Sunday, June 07, 2009

Russia: Poland responsible for WW II

Russian Defence Ministry has accessed Poland of being responsible for World War II in an article published on its official web site.

The article was written by Colonel Sergey Kovalov from the Institute of War History at the Russian Defence Ministry and published in a War Encyclopedia under the title “History – against lies and falsification”.

“Everyone who studies the history of WW II without prejudice knows that the war started because Poland refused to satisfy German claims. However, not everyone knows what exactly Adolf Hitler wanted from Poland. His claims were rather moderate: to incorporate the Free City of Danzig (currently Gdansk) into the Third Reich and to let Germans build exterritorial motorway and a railway [through Poland] which would join East Prussia with the rest of German territory,” writes the Russian historian. In his opinion, “it is hard to regard these claims as unjustified”.

“Poland aimed at becoming a regional super power and by no means wanted to play the role of a younger partner to Germany. That is why on 26 March 1939 it finally rejected German demands,” argues Kovalov.

Russia knows better

The Russian historian also justifies the attack of the USSR on Poland on 17 September 1939. He claims that Josef Stalin had no choice but to sign a non-aggression pact with Hitler in order to postpone, at least in the short term, war with Germany.
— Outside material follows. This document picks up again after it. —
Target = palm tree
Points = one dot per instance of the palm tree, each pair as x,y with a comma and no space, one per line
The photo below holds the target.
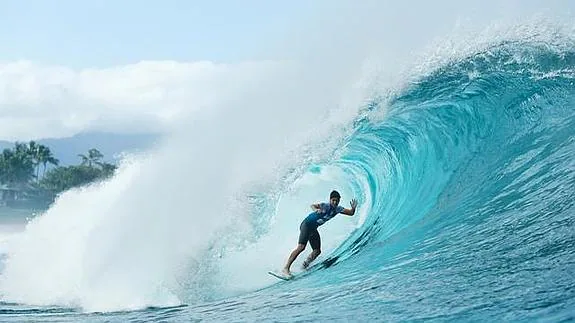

The Russian daily Wriemia Nowostiej has criticized the article published by the Defence Ministry, saying that “the war against falsification of history ‘to the detriment of Russia’, proclaimed by the highest state authorities, is grotesque.”

The daily ironically predicts that “soon Adolf Hitler will turn out to be an effective manager and East European countries, smashed by Soviet and Nazi ‘effective management’, will be found guilty for getting in their way,” writes Wriemia Nowostiej.

In May, the President of the Russian Federation, Dmitry Medvedev, created the Committee for the Counteraction against Attempts to Falsify History to the Detriment of Russia. The committee consists of Russian politicians, historians, officials and secret service agents and its goal is to investigate ‘distortions of the historical record’ caused by Polish, Ukrainian, Latvian and Estonian historians.

The Russian Defence Ministry’s deputy spokesman Aleksandr Petrunin refused to give a commentary on Kovalov’s article.